“Mind if I sit down, Horst?”
“Help yourself, Brummie,” said Horst, moving further along the bench to make room.
“I’ve come to apologise about yesterday,” said Brummie bluntly.
“Sarge send you?”
“Not exactly, he said it was up to me. He told me a few things that I didn’t know and said to think it over, sleep on it, then decide. I’ve thought it over, and I realise I was well out of order. The thing is this, Horst, although the lads call me Brummie, I’m not from Birmingham, I’m from Coventry.”
“Ahh!” said Horst knowingly. “I told Sarge there would be a reason. Were you bombed out?”
“Twice! The first time from the lovely little house that my parents had scrimped and saved to buy. Then about a month later from the temporary accommodation we had been allocated.”
“I’m so sorry, Brummie, that must have been devastating. You would have just been a kid?”

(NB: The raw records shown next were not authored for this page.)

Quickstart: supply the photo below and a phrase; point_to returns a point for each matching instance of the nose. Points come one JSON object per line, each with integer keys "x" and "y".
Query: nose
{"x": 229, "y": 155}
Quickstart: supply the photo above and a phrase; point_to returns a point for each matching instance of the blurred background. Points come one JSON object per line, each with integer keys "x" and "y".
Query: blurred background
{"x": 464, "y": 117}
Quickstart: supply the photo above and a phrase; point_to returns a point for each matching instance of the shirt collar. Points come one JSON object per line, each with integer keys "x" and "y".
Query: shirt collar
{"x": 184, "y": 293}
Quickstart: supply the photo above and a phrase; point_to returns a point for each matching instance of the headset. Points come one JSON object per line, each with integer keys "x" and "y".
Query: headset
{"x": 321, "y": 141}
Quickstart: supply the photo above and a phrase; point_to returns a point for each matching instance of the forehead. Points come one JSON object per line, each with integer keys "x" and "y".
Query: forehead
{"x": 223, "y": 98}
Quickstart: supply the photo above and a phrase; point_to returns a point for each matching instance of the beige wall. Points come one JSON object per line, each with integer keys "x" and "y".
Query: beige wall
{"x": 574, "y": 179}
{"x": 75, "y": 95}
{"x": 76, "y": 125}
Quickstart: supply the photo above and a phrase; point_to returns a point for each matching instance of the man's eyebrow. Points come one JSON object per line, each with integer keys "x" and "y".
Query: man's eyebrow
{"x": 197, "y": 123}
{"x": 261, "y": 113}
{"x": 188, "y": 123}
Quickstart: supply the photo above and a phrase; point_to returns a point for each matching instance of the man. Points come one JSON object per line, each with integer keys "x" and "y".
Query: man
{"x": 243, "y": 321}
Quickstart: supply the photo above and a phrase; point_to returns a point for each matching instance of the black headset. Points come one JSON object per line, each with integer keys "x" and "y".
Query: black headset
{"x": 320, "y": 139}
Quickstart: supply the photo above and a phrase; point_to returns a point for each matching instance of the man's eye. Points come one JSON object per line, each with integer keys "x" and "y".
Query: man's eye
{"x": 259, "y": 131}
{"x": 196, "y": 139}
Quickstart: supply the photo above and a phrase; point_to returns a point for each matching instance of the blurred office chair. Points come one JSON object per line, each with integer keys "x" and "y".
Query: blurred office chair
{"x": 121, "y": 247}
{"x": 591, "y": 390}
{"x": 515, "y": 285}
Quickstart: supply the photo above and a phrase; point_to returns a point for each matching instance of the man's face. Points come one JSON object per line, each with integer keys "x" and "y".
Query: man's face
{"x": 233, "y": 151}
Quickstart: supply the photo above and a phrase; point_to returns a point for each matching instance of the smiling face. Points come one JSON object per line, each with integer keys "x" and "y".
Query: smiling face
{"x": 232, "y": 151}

“I was nine, but I remember coming out of the Anderson shelter after the raid and finding our house just a pile of bricks and burning wood. My mother broke her heart.”
Horst nodded but said nothing. Words wouldn’t ease this pain.
“Last night Sarge told me a few things about how it was in Germany during the war. He said that as far as bombing went, Germany had it far worse than we did. Is that right, Horst?”
“I only have hearsay from people I served with who were receiving letters from home, what I’ve read since the end of the war and of course my own experience, but apparently Germany did have a lot more casualties. The latest estimate puts the figure—most of whom were women and children, by the way—at well over half a million, and before you say, ‘Serves you right! You started it!’, you’re right Brummie, we did start it.”
“I wasn’t going to say that. I’m just really staggered by that number. That would have been Hamburg and places like that?”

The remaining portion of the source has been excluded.